OpenTela
Blog

Reproducing the Trace Analysis Figures from our OSDI '26 Paper

Artifact guide for the trace-analysis figures in our OSDI '26 paper — where to find the SwissAI serving trace, and how to regenerate the plots from the OpenTela repository.

Alongside our OSDI '26 paper, we are releasing the production serving trace collected from the SwissAI inference platform together with the analysis code used to produce the trace characterization figures, as well as scripts for running the system performance benchmarks. This guide explains how to access the trace dataset and reproduce the figures from the paper.

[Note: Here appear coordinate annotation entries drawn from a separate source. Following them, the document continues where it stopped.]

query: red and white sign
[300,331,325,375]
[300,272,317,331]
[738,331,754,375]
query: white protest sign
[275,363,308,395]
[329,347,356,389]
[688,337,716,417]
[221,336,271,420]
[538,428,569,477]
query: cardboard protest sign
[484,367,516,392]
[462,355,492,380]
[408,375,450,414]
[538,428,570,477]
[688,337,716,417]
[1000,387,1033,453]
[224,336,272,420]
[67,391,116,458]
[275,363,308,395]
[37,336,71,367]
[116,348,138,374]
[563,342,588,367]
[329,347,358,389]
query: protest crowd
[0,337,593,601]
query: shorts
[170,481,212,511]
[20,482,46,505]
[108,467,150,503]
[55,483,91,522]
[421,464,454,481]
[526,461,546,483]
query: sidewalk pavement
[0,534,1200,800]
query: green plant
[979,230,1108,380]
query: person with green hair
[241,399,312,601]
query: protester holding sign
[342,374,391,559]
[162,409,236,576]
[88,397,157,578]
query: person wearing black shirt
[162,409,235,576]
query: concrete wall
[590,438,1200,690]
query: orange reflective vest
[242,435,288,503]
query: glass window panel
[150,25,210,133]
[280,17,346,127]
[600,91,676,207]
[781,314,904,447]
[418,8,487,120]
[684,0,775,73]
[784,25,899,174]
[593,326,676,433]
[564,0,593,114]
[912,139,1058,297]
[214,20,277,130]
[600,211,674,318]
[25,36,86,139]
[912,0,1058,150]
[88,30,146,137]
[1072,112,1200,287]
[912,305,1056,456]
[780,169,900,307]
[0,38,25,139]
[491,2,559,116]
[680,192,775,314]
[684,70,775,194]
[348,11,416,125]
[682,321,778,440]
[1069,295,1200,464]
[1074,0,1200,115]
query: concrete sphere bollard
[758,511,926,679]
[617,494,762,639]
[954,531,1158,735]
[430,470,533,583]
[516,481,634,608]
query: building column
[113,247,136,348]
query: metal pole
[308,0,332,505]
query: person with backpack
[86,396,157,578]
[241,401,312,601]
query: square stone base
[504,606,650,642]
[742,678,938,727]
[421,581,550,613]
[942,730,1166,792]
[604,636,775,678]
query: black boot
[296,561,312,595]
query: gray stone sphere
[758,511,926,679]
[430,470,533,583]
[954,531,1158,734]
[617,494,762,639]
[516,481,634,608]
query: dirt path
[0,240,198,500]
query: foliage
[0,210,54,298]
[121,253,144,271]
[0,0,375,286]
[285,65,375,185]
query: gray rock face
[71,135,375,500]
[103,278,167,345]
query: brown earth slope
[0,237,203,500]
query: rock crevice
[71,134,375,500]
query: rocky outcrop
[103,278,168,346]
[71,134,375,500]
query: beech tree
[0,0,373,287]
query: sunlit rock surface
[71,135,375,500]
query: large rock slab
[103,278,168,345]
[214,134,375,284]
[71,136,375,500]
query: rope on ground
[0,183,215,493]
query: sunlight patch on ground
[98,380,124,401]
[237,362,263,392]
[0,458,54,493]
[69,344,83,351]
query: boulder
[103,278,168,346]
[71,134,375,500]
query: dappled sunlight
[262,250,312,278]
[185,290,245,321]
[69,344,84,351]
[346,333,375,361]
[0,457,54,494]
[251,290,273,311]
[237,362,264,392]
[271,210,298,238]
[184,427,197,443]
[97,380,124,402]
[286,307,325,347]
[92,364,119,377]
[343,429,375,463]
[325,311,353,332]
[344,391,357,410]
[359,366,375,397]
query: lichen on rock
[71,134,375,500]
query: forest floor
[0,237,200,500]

Quick start — running OpenTela

OpenTela is the decentralized platform that powered the SwissAI inference cluster and collected the trace. Although running the system at the scale of SwissAI's production cluster is out of reach for most, we have designed OpenTela to be easy to get started with on a single machine or a small cluster. Here is how to get a multi-LLM serving cluster up and running in a few minutes. For full details, see the installation, spin-up, and routing guides.

1. Install the binary

Download the latest release for your architecture:

# x86_64
wget https://github.com/eth-easl/OpenTela/releases/latest/download/otela-amd64 -O otela && chmod +x otela

# arm64
wget https://github.com/eth-easl/OpenTela/releases/latest/download/otela-arm64 -O otela && chmod +x otela

You can also build from source if you prefer.

2. Start a head node

Pick a machine with a public IP (it does not need a GPU) and run:

./otela start --mode standalone --public-addr {YOUR_IP_ADDR} --seed 0

Note the Peer ID printed in the logs (e.g. QmafRyc9ef1KKKMfG973aApDKCEEjnhf89dZDckgUeSMbB). You will need it for the worker node.

3. Start a worker node

On a GPU machine, install your favourite serving engine (e.g. vLLM) and run:

./otela start \
  --bootstrap.addr /ip4/{YOUR_IP_ADDR}/tcp/43905/p2p/{YOUR_HEAD_NODE_PEER_ID} \
  --subprocess "vllm serve Qwen/Qwen3-8B --max_model_len 16384 --port 8080" \
  --service.name llm \
  --service.port 8080 \
  --seed 1

OpenTela will launch vLLM as a subprocess and register the model with the head node. You can add more workers with different models or hardware the same way. You can also use Docker for containerized deployments.

4. Send a request

Requests go through the head node, which routes them to the right worker automatically:

import openai

client = openai.OpenAI(
    base_url="http://{YOUR_HEAD_NODE_IP}:8092/v1/service/llm/v1",
    api_key="test-token"
)

response = client.chat.completions.create(
    model="Qwen/Qwen3-8B",
    messages=[{"role": "user", "content": "Hello, world!"}]
)
print(response)

That's it — you have a working multi-LLM serving cluster. Read on to learn how to reproduce the trace-analysis figures from the paper.

The trace

The dataset is published on the Hugging Face Hub:

It contains the per-request log used in the paper (trace.jsonl) and the per-model KV-cache bucket reuse logs that drive the reuse-lifecycle figures (qwen3-32b-bucket-reuse.jsonl, qwen380b_thinking_bucket-reuse.jsonl, qwen380b_instruct_bucket-reuse.jsonl, llama3-70b_bucket-reuse.jsonl, apertus-70b-bucket-reuse.jsonl, and qwen3-32b-buckets.jsonl). The notebooks pull only the files they need via huggingface_hub.snapshot_download, so you do not need to clone the full dataset by hand.

Reproducing the figures

The analysis code lives in contrib/trace_analysis/ of the OpenTela repository. Two notebooks are provided:

  • plot_all.ipynb — request-level latency distributions, per-model token usage, and the model-burstiness / lifecycle figures.
  • plot_bucket.ipynb — KV-cache bucket reuse over the model lifecycle for Qwen3-32B, Qwen3-80B (Instruct and Thinking), Llama-3-70B, and Apertus-70B.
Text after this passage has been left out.